Denise nodded. “Judy Johnson. Queen of the bodice rippers, that’s her.”

Janet laughed. “Oh, God. Where’d you grow up? In a den of iniquity?”

“No, no. Mom just has a sweet imagination, that’s all.”

“I keep picturing this little old lady in a frilly nightie with a feathered boa, sitting alone, typing away. However did you explain this to your friends when you were a kid?”

“She didn’t write when I was a kid. I didn’t even know she could type until after Dad died. She started when my brother and I were in college. That’s how she paid the tuition. By the time she wrote the fourth one, she was on the best seller’s list. Low down on it, but still … ” She picked up the last of the champagne and took a sip. “She’s on solid ground again, financially. Solid ground and then some. But she still lives in the same house and keeps the same circle of friends. She quit the bakery job a few years ago, but that’s about the only concession she’s made to fame, I think.” She shrugged. “She’s just an ordinary Mom who writes romance novels, that’s all.”

“Hmmph,” Janet said. “And here I was, picturing you lounging around in silk nighties while lots of bare chested male cover models fetch you mimosas for your breakfast drink. I was really looking forward to visiting.”

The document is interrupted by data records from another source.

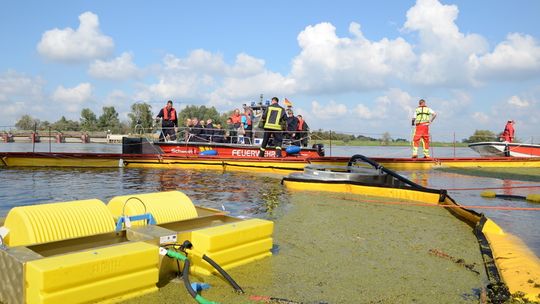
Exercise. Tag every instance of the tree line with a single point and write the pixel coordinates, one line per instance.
(141, 114)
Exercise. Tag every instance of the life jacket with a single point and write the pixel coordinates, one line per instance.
(423, 114)
(166, 114)
(248, 120)
(236, 119)
(300, 125)
(273, 118)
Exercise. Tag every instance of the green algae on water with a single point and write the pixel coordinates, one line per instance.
(339, 248)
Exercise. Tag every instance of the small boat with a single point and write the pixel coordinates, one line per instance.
(510, 265)
(491, 149)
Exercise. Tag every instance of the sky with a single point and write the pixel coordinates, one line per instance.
(355, 67)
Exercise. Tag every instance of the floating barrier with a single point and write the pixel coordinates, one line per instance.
(512, 268)
(73, 252)
(535, 198)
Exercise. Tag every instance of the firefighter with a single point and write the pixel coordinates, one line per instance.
(273, 121)
(424, 116)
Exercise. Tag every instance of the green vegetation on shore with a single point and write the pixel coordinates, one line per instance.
(522, 174)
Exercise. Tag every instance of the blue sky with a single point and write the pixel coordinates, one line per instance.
(351, 66)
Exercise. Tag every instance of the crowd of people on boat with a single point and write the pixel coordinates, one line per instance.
(238, 128)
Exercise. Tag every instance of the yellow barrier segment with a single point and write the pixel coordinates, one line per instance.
(165, 207)
(535, 198)
(29, 225)
(490, 194)
(231, 245)
(116, 272)
(396, 193)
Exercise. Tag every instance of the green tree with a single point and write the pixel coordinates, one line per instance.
(27, 123)
(481, 135)
(141, 113)
(88, 120)
(109, 120)
(201, 112)
(64, 124)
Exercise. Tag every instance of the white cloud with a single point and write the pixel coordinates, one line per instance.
(85, 43)
(204, 78)
(332, 110)
(515, 101)
(74, 97)
(516, 57)
(246, 66)
(328, 63)
(120, 68)
(364, 112)
(444, 52)
(19, 95)
(480, 117)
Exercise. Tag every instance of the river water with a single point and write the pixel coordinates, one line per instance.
(241, 193)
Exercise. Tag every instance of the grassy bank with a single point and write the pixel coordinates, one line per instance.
(523, 174)
(380, 143)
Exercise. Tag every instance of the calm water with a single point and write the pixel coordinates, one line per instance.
(240, 193)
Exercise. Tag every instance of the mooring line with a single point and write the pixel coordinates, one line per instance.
(492, 188)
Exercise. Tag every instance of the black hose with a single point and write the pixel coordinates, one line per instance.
(235, 285)
(185, 277)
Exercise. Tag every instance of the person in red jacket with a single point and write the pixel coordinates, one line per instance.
(508, 133)
(169, 122)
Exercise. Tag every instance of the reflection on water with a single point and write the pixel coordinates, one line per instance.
(238, 193)
(466, 191)
(243, 193)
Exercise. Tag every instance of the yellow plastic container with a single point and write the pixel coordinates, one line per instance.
(36, 224)
(165, 207)
(231, 245)
(101, 274)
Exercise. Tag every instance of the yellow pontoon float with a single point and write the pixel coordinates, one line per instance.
(87, 252)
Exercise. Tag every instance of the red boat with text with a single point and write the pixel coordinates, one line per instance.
(222, 150)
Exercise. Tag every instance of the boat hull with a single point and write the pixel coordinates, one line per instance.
(270, 164)
(490, 149)
(227, 150)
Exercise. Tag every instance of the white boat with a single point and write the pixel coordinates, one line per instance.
(494, 149)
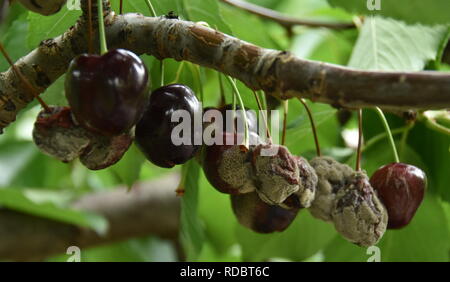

Diane let out a full-fledged belly laugh. “Oh, God, no! No more men, please! That’s what I’m going there to get away from.”

Instantly Janet sobered. “Are you worried that Jason will follow you there?”

Denise forced a regretful smile. “No, he has his bimbos to keep him distracted. I just meant that at this point in my life, I want to live for me, instead of spending my life waiting for Prince Charming to come along.” She twirled the cup between her palms and pinned her friend with a piercing look. “I’ve had enough charm in my life and it hasn’t gotten me anywhere. I don’t want charm anymore. I want my independence.”

“What about romance?” Janet pushed. “Living with your mother and her line of work, wouldn’t you like a little bit of romance for yourself?”

Diane set down the cup on the coffee table. “I’ve had romance. It doesn’t last. I met Jason in Paris while I was spending a semester overseas. I had it all then — moonlit nights, sidewalk cafes, even the Eiffel Tower, for Pete’s sake. The whole whirlwind courtship thing. By the end of the semester we’d eloped. Six years later I’m out in the driveway smashing ugly china with you guys.”

Janet cocked a skeptical eyebrow at her friend. “I hope this doesn’t mean you’re swearing off men forever?”

Denise made a wry grin at her friend. “They have their uses. I’m just saying that I’m not in the market for another relationship. The last thing I need at this point is another man in my life.”

Chapter Two: Babysitting

This was no job for the faint of heart, Dave told himself as he surveyed the wreckage before him. His eyes narrowed as he planned his next move.

Carefully, he stepped into the room.

“Hey, Mattie!” he called with what he hoped was a disarming grin on his face. “Don’t you know that babies are like cans of soda? If you shake them up too much, they explode and gush all over the place!”

Five-year-old Mattie laughed, but he didn’t stop jumping up and down on his parents’ waterbed. “Marie’s not gonna gush, Uncle Dave. She likes to bounce!”

As if to underscore his point, two-year-old Marie echoed her brother’s laughter with short, staccato, baby giggles of her own, her small body propelled into the air each time her brother’s feet came crashing down into the mattress. But Dave knew from experience that babies could be remarkably fickle creatures, laughing one minute, detonating the next.

Logic clearly didn’t work with small children. It was time to move on to threats. Except that the kids knew that good old Uncle Dave was a cream puff. Just the thought of those blues eyes filling with tears and those little lower lips sticking out made him want to crumble like toast in a blender.